L'électorat est très clairement divisé par âge: plus les électeurs sont âgés, plus ils votent Karoui, selon cette étude, et l'homme d'affaires controversé obtient même 50,8 % des voix chez les plus de 60 ans.

Cette victoire s'explique principalement par cette mobilisation extraordinaire des jeunes âgés entre 18 et 25 ans, a souligné à l'AFP Olfa Lamloum, directrice du bureau de Tunis d'« International Alert », une ONG très active auprès des jeunes.

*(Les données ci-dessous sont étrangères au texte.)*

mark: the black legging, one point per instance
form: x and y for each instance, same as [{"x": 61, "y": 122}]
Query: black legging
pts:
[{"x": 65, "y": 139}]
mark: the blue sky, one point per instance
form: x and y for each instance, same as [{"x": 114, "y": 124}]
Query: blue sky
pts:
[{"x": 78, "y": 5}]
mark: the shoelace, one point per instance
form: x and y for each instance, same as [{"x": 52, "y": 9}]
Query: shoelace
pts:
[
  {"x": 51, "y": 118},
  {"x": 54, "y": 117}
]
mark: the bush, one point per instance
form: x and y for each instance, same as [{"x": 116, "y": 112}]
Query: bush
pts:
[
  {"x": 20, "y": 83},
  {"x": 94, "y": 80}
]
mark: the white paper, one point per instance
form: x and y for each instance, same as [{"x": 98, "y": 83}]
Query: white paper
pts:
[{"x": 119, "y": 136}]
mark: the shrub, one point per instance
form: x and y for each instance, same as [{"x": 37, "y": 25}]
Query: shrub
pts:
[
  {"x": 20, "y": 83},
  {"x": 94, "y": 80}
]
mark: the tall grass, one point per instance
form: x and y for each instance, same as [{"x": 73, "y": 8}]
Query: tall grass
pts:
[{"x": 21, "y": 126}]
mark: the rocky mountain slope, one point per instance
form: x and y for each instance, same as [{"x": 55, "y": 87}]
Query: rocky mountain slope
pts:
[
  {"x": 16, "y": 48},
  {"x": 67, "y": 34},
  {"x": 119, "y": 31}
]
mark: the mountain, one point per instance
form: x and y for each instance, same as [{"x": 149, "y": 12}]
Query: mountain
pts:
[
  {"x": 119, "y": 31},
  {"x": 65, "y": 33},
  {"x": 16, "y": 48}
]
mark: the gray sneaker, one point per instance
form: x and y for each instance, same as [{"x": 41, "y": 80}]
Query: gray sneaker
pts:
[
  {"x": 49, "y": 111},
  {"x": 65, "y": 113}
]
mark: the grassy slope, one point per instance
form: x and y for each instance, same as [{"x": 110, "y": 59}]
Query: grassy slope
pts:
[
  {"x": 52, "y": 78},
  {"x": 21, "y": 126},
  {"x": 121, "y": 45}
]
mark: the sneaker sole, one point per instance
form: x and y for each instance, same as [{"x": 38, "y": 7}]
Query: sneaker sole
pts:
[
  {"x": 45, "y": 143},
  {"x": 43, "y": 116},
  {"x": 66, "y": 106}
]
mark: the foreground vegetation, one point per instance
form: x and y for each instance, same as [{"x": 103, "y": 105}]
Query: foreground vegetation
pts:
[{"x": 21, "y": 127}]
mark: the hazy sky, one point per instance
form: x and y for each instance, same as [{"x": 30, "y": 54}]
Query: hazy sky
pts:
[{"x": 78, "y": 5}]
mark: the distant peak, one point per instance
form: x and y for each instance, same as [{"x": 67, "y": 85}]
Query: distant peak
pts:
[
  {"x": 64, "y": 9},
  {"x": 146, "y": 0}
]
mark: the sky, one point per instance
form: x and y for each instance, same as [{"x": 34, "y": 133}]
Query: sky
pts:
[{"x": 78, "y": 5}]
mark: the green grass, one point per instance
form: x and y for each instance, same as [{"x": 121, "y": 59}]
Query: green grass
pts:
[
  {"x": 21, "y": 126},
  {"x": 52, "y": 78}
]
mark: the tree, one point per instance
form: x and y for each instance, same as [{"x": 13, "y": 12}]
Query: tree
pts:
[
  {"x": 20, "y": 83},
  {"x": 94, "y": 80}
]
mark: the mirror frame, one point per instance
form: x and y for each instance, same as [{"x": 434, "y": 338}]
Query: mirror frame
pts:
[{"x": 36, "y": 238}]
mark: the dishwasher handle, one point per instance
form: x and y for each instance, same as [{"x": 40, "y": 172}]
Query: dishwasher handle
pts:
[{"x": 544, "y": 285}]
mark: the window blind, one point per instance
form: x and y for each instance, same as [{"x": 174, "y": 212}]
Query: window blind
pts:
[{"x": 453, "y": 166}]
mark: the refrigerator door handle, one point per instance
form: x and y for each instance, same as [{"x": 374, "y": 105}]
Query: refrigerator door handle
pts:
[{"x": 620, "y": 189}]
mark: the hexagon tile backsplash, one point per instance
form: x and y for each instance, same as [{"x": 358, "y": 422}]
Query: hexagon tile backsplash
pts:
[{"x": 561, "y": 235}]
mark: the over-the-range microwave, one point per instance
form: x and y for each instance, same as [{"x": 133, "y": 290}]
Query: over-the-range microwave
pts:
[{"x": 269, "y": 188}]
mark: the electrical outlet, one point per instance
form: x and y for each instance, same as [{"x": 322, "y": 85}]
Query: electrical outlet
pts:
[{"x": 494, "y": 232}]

Cette mobilisation notable au premier tour de la présidentielle le 15 septembre – 37 % de cette tranche d'âge avait voté pour M. Saied, soit le double de la moyenne nationale –, s'est amplifiée au second tour, selon Sigma conseil.

Je ne pensais pas qu'il gagnerait au premier tour, mais maintenant qu'il a gagné, je crois vraiment dans la transparence des élections, a confié à l'AFP Mayssa Jlassi, 20 ans. Il fallait tout faire pour mobiliser tous les jeunes de mon âge pour voter massivement pour lui.

Cette étudiante en droit a rejoint l'un des groupes de bénévoles ayant improvisé des visites de terrain, avec des moyens très modestes, pour aller à la rencontre des électeurs.

M. Saied a réussi à gagner la confiance de cette jeunesse dans les quartiers et les régions de l'intérieur, non pas à travers les promesses mais en apportant des réponses à l'échec de la démocratie représentative, a dit Mme Lamloum.

Un mélange de jeune et de vieux

Si l'universitaire assume des positions conservatrices concernant les libertés individuelles pourtant chères à de nombreux jeunes, ceux-ci voient avant tout l'homme qui n'a cessé de les appeler à trouver par eux-mêmes des solutions.

Les jeunes bricolent entre ces éléments, modernités, traditions, il n'y a plus ce clivage, estime le sociologue Mohamed Jouili.

Kais Saied a promis de remettre en cause la verticalité du pouvoir et de changer la règle du jeu politique qui est à l'origine de l'exclusion et de la marginalisation des jeunes, a souligné Mme Lamloum.

Il incarne pour eux une promesse de démocratie réelle, de dignité, de rupture avec une classe politique déconnectée du peuple, obsédée par le pouvoir et par ses privilèges, estime-t-elle.

Pour M. Jouili, le futur président a su ces dernières années établir une relation de confiance forte avec les jeunes en les rencontrant partout dans le pays, ce qui lui a permis de construire autour de lui une ceinture de jeunes ayant mené sa campagne.

Le quotidien francophone La Presse se réjouit de voir du nord au sud du pays, un regain d'intérêt chez les jeunes en faveur de la participation au vote, ce qui a dopé l'affluence en direction des urnes et c'est tant mieux!.

La participation a été dans l'ensemble plus élevée dimanche, dépassant les 57 %, alors que seul un électeur sur deux s'était déplacé au premier tour, et encore moins aux législatives du 6 octobre.

Une vigoureuse campagne d'inscriptions sur les listes électorales a significativement rajeuni le corps électoral : les 18-35 ans représentent désormais 63 % des électeurs selon les chiffres officiels.

Les résultats officiels ne permettent pas encore de savoir quelle a été la participation des jeunes, mais tout indique qu'elle a augmenté.

Le jour de l'élection, des milliers de jeunes se sont organisés, plus ou moins spontanément, pour faire du covoiturage afin d'aller voter.